Ne yazık ki farklı şekilleriyle de olsa bu yıkıma katılan içimizden nice beyinsiz insanlar da kazandılar. Onlar vasıtasıyla kitap, dergi, gazete, televizyon, internet vb. yayınlarla, zehirlerini halâ kusmaya devam etmektedirler. Bu gerçeği kavrayamayan gafiller ise, bindikleri bu felâket atını sürmeye devam ediyorlar. Tabii ki bu durum, dini ilimlerde cahil olan nice insanımızın yanlış bir yola girmesine sebep olmuştur, olmaya da devam etmektedir.
Bütün bunları dikkate alarak onlara cevap veren ve Sünnet’in konumunu ortaya koyan ilim adamlarımızın gayretleri takdire şayandır. Bu çabanın devam etmesi gerekir ki, nesillerimiz sapmasınlar. Özellikle hadis sahasında otoriter olan hocalarımızın her fırsatta bu önemli konuyu anlatması ve genç nesillerle halkımızı bilgilendirmesi kendilerine bir borçtur. Çünkü bu, imanımızdır. İşte birkaç ayet-i kerime:
“(Resûlüm!) De ki: Eğer Allah’ı seviyorsanız bana uyunuz ki Allah da sizi sevsin ve günahlarınızı bağışlasın. Allah son derece bağışlayıcı ve esirgeyicidir.” (3 Âl-i İmran 31)
“Peygamber size ne verdiyse onu alın, sizi neden men ettiyse ondan geri durun! Allah’tan korkun. Şüphesiz Allah’ın cezalandırması çetindir.” (59 Haşr 7)
Bir ayet düşünün ki; “Biz seni âlemlere ancak rahmet olarak gönderdik,” (21 Enbiya 107) buyurur Rabbimiz!
Ey Sünnet’i, dolayısıyla Efendimiz (s.a.v.)’i hafife almaya çalışanlar! Ne diyorsunuz bu Hitab-ı İlahi’ye.
Sanki bir arkadaştan bahseder gibi O’ndan bahsedenler!
Allah’tan korkun! Yoksa size de mi var böyle bir iltifat ve şan? Hâşa!
O halde niye bu gaflet ve hıyanet? Allah tez zamanda tevbe nasip eylesin!
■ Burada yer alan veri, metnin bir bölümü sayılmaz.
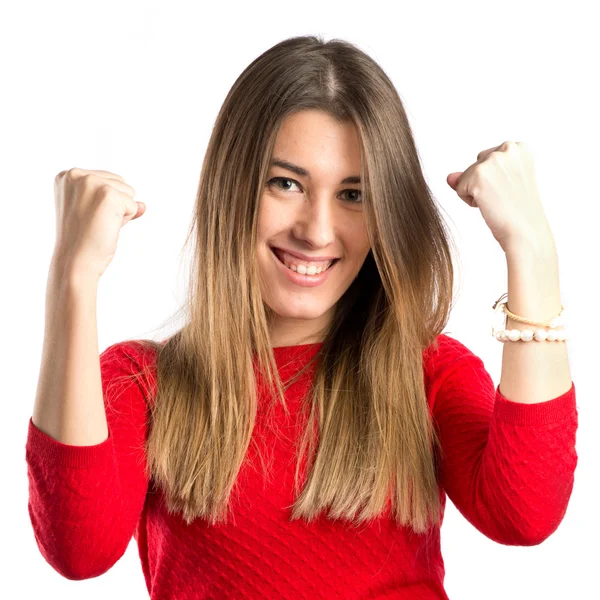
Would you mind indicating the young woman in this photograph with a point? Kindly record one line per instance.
(298, 436)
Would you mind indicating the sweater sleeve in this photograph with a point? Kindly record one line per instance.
(508, 467)
(85, 501)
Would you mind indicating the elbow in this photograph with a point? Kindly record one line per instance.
(75, 567)
(71, 559)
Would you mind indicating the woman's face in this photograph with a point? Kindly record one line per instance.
(311, 206)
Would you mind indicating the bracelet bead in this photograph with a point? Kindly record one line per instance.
(527, 335)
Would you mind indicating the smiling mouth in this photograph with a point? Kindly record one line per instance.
(277, 256)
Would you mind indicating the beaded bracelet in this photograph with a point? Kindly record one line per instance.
(526, 335)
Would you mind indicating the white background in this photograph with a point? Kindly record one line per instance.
(134, 88)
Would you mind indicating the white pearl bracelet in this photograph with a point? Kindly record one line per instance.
(526, 335)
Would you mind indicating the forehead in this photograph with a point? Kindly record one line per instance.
(314, 140)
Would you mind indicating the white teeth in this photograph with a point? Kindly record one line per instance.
(303, 269)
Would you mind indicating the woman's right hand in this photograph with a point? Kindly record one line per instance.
(91, 208)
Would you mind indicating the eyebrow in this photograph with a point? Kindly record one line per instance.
(284, 164)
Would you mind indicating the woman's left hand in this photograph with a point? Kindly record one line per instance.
(502, 184)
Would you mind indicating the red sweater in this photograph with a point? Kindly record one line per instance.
(508, 468)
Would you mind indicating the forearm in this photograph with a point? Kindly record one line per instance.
(533, 371)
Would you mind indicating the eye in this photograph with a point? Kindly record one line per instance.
(276, 182)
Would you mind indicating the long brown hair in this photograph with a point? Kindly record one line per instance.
(370, 436)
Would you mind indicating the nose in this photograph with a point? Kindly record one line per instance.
(315, 223)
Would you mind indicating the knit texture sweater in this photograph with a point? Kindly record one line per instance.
(508, 468)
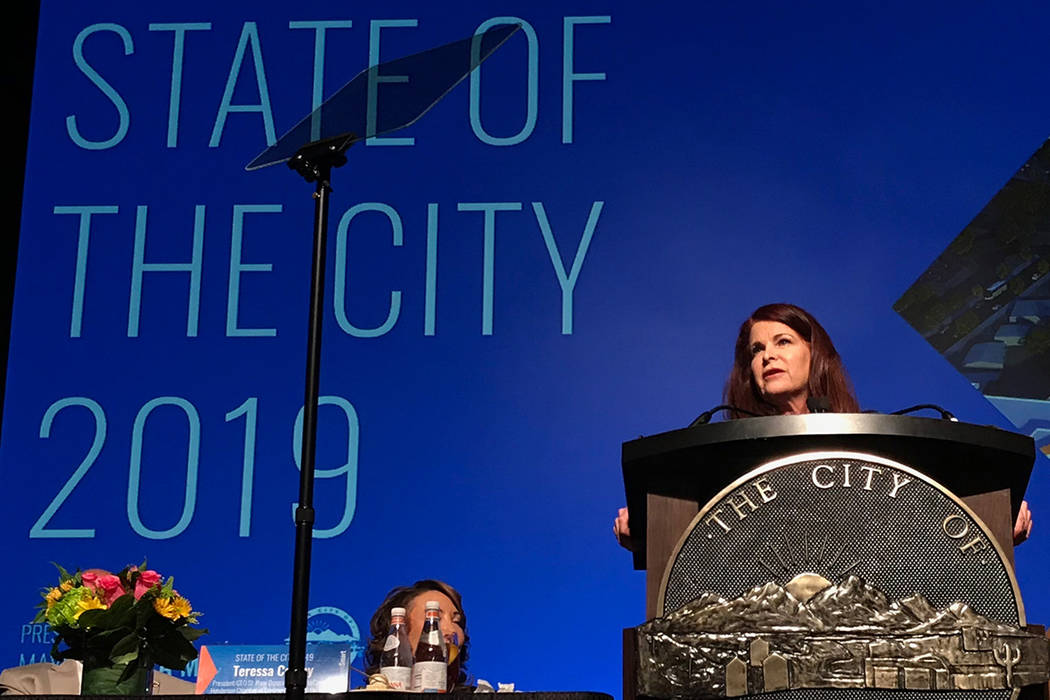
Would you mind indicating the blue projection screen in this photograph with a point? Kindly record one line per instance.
(553, 260)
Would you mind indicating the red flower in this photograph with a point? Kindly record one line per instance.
(105, 585)
(146, 580)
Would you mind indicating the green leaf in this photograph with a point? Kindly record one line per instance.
(126, 645)
(192, 634)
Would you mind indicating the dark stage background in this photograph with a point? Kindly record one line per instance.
(543, 272)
Rabbimiz bizleri ve nesillerimizi Kur’an ve Sünnet’i hakkıyla anlamış, İslâm’ı özümseyerek yaşamış, mü’minlere yol göstermiş ve bu uğurda nice çileler çekmiş Ehl-i Sünnet âlimlerimizin ve mezhep imamlarımızın yolundan ayırmasın! Anlıyoruz ki ‘Ehl-i Sünnet’ tabiri boşa denmemiş.